• No results found

Analyses en resultaten laboratoriumonderzoek

Verkennend en nader bodemonderzoek

5 Analyses en resultaten laboratoriumonderzoek

5.1 Samenstelling en analyseparameters

De grondmengmonsters en het grondwatermonster zijn in het laboratorium van Alcontrol B.V. te Rotterdam (door de RvA erkend) chemisch geanalyseerd. De analyses zijn uitgevoerd conform Accreditatieschema AS3000.

In totaal zijn een drietal grondmengmonsters onderzocht op het standaard NEN 5740 pakket voor grond, evenals een drietal grondmonsters op de verdachte parameters koper en zink. Tevens is een grondwatermonster op het standaard NEN 5740 pakket voor grondwater onderzocht.

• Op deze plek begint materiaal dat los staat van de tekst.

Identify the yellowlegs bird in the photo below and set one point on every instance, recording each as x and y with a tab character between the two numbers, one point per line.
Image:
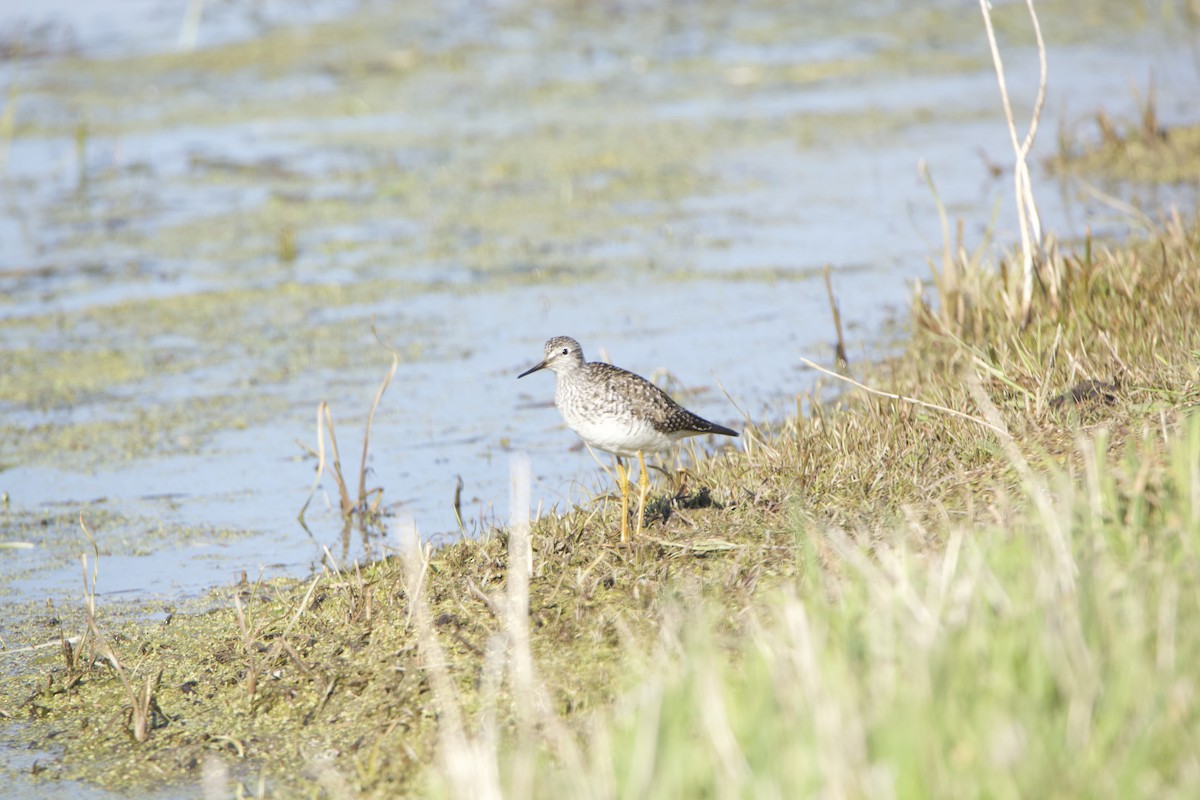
619	413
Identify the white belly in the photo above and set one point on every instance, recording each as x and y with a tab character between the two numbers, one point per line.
621	438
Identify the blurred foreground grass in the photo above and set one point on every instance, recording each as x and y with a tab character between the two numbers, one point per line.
873	599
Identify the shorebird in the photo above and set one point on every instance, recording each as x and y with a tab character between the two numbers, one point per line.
619	413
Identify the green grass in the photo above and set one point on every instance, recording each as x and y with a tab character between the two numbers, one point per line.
874	597
990	666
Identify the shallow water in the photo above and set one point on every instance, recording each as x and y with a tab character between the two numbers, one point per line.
663	184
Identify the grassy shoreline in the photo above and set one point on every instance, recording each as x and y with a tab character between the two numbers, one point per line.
879	597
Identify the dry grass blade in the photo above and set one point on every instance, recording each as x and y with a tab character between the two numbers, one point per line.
913	401
1026	206
322	410
366	434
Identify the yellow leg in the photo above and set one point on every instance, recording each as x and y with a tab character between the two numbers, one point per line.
623	482
643	489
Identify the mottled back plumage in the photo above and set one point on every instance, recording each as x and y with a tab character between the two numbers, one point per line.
613	409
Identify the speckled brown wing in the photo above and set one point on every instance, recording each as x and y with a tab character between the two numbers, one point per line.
631	392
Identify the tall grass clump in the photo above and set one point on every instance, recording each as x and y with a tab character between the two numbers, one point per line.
972	671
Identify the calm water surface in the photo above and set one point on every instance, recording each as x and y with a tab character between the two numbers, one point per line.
208	228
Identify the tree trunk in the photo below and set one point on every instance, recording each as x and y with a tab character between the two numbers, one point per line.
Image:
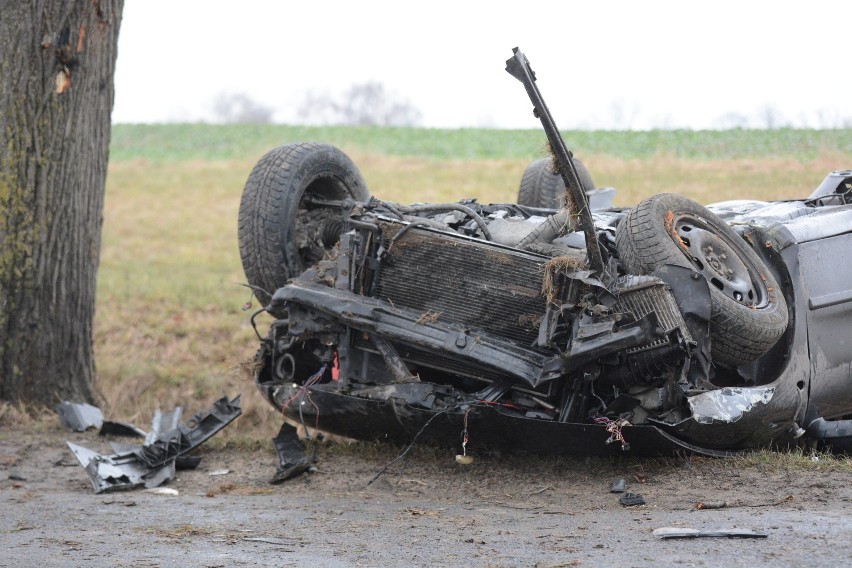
57	59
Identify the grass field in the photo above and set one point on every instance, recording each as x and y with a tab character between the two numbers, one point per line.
169	323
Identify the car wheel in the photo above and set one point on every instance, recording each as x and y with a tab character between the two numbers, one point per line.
282	228
748	311
541	187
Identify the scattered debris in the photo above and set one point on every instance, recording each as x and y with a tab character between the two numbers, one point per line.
292	460
79	416
124	429
631	499
463	459
680	532
268	540
154	463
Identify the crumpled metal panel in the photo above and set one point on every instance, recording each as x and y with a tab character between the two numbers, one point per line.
727	404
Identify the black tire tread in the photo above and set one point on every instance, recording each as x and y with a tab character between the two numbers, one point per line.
540	187
271	195
739	334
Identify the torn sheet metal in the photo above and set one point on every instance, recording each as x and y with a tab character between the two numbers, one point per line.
125	469
162	423
78	416
292	460
119	471
182	439
680	532
125	429
727	404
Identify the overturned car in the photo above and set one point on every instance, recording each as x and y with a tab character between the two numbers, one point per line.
662	327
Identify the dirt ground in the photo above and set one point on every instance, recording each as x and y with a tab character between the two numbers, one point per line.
502	510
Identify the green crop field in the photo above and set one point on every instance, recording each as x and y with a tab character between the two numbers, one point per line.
170	328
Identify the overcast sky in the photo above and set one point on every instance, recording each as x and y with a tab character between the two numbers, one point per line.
607	64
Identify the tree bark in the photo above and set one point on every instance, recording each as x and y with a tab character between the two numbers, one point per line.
57	60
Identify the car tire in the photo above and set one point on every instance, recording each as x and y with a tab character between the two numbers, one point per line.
748	311
541	187
280	233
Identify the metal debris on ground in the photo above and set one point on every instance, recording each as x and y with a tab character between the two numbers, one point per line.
153	463
292	460
631	499
79	416
163	491
123	429
680	532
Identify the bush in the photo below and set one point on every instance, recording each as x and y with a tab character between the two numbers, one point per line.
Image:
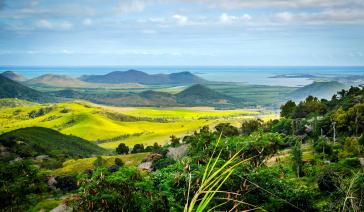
21	183
122	149
66	182
118	162
226	129
250	126
99	162
138	148
351	162
327	180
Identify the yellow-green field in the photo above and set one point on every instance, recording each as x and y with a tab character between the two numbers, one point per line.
80	165
89	121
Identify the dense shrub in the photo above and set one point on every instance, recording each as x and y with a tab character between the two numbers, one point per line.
122	149
66	182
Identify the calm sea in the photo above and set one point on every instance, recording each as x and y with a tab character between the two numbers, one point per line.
249	75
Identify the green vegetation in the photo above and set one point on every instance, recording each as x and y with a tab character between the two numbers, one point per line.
74	166
310	159
110	126
34	141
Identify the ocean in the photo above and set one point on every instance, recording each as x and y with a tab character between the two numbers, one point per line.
249	75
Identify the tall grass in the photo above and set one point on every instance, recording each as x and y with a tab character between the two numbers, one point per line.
213	178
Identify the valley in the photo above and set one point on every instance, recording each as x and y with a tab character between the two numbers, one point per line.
108	126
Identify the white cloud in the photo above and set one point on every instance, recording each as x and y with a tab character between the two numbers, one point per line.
130	6
228	19
87	22
46	24
235	4
285	16
182	20
323	16
149	31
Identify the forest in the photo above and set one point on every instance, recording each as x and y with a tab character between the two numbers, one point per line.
310	159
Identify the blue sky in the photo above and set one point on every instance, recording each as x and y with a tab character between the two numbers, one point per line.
182	32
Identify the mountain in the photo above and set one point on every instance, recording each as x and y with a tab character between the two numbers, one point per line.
133	76
34	141
13	76
201	95
318	89
196	95
13	89
55	80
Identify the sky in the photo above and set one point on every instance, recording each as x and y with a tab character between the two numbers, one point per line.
182	32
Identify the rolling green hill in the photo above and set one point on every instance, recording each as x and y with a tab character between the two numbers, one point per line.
13	89
318	89
33	141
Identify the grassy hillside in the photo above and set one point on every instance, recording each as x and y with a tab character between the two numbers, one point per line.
33	141
12	89
108	126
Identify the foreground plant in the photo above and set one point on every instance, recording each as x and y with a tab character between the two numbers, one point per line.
213	178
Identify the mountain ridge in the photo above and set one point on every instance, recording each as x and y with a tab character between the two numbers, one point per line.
135	76
13	76
12	89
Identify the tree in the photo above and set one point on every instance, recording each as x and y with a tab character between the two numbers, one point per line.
174	141
249	126
288	109
138	148
118	162
99	162
296	154
227	129
122	149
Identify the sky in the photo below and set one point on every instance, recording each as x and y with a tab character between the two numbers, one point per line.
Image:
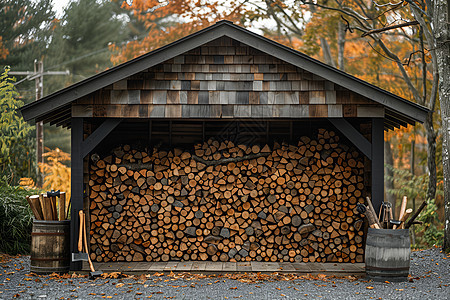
59	6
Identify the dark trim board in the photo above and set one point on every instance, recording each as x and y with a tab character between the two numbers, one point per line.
405	109
377	163
80	149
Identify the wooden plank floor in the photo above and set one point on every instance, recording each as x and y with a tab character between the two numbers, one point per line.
230	267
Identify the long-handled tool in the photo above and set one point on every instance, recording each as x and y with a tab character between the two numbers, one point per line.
93	274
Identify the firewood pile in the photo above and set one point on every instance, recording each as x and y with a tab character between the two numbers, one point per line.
227	202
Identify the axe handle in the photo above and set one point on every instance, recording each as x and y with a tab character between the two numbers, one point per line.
80	232
91	265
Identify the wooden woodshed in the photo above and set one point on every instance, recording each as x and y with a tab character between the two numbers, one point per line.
225	146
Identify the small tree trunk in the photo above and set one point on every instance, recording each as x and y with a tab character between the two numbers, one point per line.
431	153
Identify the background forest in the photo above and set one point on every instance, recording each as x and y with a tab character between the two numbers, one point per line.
387	44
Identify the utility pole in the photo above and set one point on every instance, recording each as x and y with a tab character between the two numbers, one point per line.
38	77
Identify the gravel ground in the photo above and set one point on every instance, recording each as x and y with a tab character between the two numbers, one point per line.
429	279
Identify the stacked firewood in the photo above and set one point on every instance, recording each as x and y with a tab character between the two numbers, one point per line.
227	202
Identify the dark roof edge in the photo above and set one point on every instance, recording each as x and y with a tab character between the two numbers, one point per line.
339	77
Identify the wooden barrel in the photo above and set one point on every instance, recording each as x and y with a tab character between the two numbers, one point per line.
387	254
50	247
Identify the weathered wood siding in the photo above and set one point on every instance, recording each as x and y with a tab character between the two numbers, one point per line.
225	79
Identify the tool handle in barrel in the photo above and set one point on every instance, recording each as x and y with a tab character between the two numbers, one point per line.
80	234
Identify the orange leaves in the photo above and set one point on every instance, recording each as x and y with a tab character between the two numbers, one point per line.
56	173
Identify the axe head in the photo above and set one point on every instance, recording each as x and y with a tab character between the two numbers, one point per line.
80	257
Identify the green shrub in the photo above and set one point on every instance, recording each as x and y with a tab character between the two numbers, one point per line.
15	219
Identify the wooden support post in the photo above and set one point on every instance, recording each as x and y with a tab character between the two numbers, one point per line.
377	163
150	125
77	188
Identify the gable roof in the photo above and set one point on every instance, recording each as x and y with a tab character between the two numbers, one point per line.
57	106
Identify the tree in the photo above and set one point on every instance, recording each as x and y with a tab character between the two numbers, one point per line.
441	35
17	158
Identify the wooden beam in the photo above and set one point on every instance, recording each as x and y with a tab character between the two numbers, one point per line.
77	188
98	135
377	163
353	135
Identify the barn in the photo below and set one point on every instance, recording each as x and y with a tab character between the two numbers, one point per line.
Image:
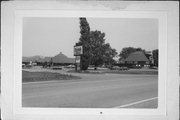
137	58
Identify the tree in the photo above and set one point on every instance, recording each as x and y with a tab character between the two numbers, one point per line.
101	53
85	42
95	51
125	52
155	56
109	54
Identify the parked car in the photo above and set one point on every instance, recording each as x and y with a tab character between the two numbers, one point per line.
70	66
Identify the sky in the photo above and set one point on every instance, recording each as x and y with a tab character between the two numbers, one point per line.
50	36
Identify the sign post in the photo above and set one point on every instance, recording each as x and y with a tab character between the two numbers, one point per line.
78	51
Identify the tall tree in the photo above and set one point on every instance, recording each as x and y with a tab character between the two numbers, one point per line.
85	42
155	56
101	53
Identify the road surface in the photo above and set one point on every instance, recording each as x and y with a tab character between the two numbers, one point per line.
94	91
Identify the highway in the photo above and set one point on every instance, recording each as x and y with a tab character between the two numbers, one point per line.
94	91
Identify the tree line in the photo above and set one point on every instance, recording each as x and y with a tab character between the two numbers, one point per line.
97	52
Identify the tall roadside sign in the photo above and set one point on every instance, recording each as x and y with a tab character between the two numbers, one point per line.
78	51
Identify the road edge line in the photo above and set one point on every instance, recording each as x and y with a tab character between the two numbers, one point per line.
138	102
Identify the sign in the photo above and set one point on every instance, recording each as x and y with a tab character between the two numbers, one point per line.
78	59
78	50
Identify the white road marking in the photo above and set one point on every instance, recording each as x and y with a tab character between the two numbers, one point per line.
138	102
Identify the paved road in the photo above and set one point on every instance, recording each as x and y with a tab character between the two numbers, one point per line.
94	91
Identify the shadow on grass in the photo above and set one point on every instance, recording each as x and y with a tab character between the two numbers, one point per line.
45	76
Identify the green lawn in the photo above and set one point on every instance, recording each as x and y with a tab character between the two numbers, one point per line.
45	76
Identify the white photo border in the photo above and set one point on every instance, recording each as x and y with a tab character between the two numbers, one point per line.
96	113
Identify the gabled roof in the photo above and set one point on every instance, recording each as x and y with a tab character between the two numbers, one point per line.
61	58
137	56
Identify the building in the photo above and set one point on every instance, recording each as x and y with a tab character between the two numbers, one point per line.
59	59
137	58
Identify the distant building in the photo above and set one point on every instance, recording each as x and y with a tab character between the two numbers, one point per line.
137	58
62	59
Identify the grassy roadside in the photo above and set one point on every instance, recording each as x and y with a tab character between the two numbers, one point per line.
150	72
45	76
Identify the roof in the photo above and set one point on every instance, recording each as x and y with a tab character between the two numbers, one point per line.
137	56
61	58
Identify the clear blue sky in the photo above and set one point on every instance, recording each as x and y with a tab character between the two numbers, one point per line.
50	36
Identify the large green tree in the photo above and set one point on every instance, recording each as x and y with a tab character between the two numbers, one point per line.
95	51
85	42
101	52
155	56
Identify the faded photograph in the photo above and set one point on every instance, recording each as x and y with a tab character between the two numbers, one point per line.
84	62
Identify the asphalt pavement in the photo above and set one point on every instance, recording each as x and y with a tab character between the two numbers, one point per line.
94	91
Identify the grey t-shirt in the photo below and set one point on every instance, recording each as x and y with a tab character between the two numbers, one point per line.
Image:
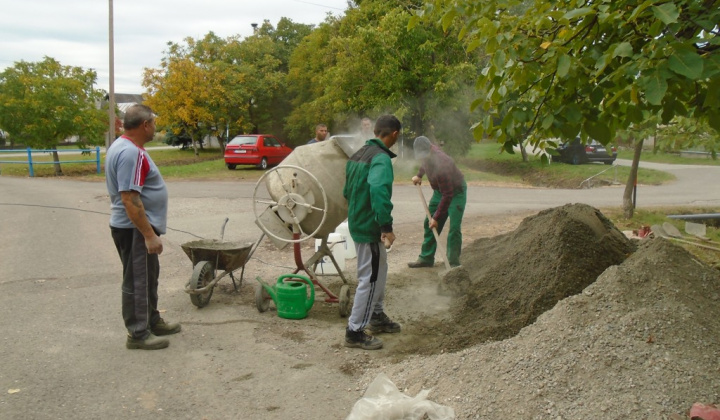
129	168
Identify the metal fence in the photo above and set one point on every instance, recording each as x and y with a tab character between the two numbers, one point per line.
31	163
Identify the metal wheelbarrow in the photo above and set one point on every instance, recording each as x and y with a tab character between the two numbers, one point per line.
210	256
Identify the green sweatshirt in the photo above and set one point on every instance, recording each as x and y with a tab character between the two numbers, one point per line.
368	190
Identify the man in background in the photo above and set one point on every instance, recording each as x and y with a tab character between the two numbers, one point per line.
138	216
320	134
448	201
366	129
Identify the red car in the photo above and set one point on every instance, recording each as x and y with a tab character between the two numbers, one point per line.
261	150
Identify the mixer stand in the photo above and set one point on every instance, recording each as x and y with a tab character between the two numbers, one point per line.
310	265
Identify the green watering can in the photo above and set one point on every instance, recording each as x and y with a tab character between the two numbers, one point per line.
290	295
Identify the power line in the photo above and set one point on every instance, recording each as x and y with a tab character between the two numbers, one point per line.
319	5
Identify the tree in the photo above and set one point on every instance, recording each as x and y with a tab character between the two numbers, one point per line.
556	69
44	103
368	62
184	92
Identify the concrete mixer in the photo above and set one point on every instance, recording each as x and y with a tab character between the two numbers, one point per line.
306	201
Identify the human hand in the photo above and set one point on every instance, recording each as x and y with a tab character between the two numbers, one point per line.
388	239
154	245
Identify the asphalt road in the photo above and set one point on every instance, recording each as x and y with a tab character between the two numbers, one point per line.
63	354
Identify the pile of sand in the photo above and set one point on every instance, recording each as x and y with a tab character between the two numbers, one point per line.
642	340
509	280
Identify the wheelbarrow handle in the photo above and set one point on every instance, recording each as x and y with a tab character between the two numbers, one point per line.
222	231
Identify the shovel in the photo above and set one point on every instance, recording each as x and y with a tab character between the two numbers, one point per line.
440	246
453	280
660	231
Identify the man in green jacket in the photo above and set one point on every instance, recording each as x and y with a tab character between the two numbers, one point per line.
368	189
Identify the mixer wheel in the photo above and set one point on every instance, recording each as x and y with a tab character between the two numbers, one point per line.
203	274
262	299
345	305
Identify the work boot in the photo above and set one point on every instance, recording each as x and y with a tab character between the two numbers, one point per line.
359	339
419	264
164	328
382	323
151	342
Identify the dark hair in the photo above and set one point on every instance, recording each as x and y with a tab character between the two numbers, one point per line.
386	124
136	115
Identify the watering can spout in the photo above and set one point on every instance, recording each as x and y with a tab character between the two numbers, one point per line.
268	289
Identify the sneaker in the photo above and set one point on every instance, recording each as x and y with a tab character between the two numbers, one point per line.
151	342
359	339
164	328
382	323
419	264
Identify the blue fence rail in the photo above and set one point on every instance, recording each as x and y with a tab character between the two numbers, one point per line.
32	163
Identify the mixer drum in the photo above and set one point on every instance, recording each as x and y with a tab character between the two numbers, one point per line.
326	161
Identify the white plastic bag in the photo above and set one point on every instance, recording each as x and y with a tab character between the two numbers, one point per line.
383	401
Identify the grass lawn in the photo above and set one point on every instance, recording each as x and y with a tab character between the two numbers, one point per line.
482	164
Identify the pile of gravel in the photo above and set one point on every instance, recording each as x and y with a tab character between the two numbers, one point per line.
642	340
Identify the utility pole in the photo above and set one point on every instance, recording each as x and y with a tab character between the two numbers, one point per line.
111	104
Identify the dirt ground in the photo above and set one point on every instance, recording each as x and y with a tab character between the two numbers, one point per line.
560	316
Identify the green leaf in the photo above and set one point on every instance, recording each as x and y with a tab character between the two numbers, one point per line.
712	99
641	8
508	146
623	49
667	12
563	65
655	87
686	63
448	18
499	59
583	11
547	121
714	120
598	131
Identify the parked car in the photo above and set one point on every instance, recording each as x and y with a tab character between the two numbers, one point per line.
261	150
575	152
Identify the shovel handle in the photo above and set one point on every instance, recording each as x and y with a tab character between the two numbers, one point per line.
440	246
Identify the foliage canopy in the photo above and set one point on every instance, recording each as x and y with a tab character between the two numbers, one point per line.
559	68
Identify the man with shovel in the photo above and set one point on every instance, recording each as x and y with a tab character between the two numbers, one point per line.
448	201
368	190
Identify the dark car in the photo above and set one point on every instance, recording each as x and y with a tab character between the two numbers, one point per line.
261	150
575	152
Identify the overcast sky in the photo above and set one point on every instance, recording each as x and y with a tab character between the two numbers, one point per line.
76	32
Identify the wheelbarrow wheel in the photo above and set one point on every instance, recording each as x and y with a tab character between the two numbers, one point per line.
202	276
344	301
262	299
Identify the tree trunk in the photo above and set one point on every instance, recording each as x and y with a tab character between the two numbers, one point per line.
628	205
192	139
56	160
523	152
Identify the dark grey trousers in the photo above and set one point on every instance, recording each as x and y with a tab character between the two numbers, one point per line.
140	282
372	275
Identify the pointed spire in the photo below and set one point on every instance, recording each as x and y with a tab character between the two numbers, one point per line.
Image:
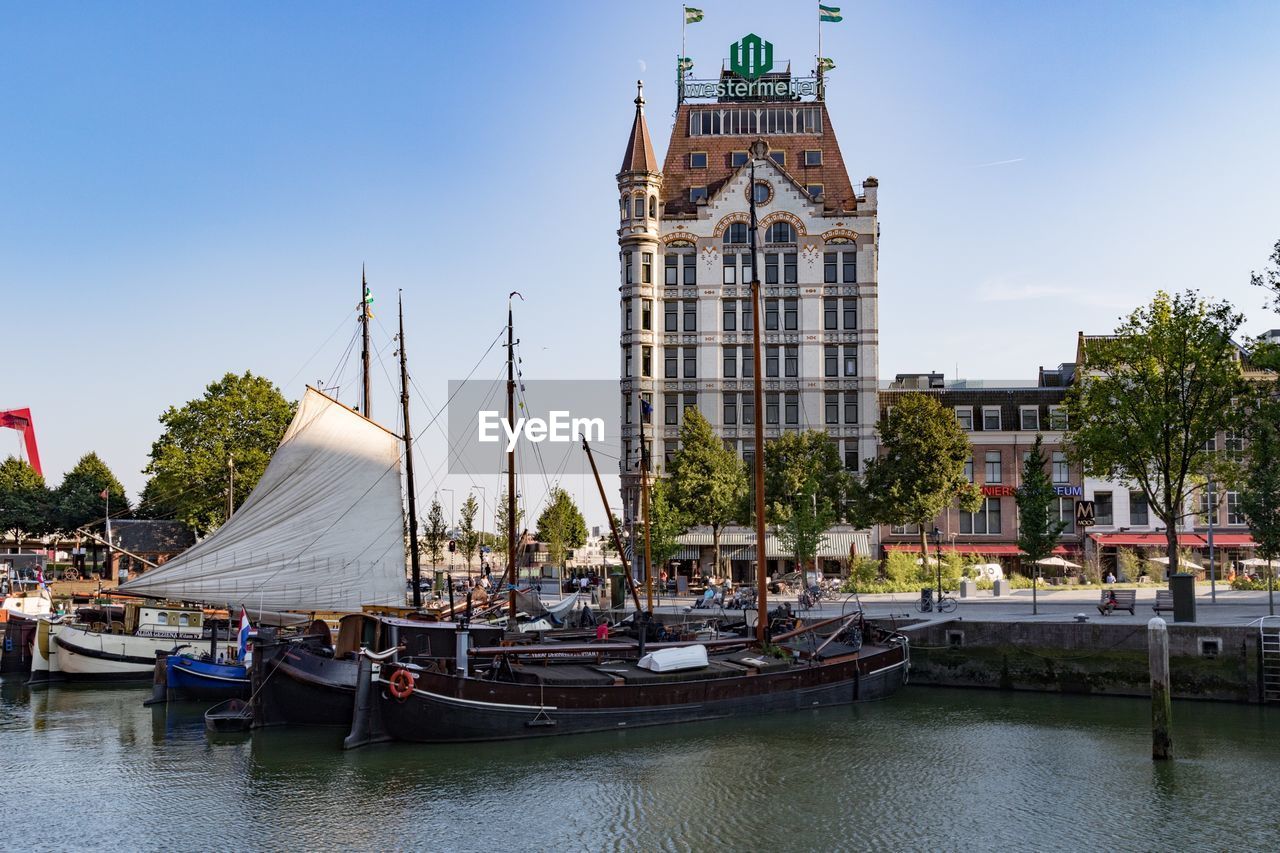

In onderstaande tabellen 5.1 en 5.2. is inzichtelijk gemaakt hoe de betreffende monsters (grond en grondwater) zijn samengesteld (o.a. globale bodemsamenstelling evenals zintuiglijke waarnemingen, diepte geanalyseerde bodemlaag). De analysecertificaten zijn weergegeven in bijlage 4. De resultaten zijn getoetst aan de achtergrondwaarden en interventiewaarden en weergegeven in bijlage 5.

5.2 Toetsingscriteria

Teneinde de mate van verontreiniging van de bodem te kunnen beoordelen, zijn de chemische analyseresultaten van de grond- en grondwatermonsters getoetst aan de richtlijnen die zijn vastgesteld door het Ministerie van Infrastructuur en Milieu (de zogenaamde generieke referentiewaarden).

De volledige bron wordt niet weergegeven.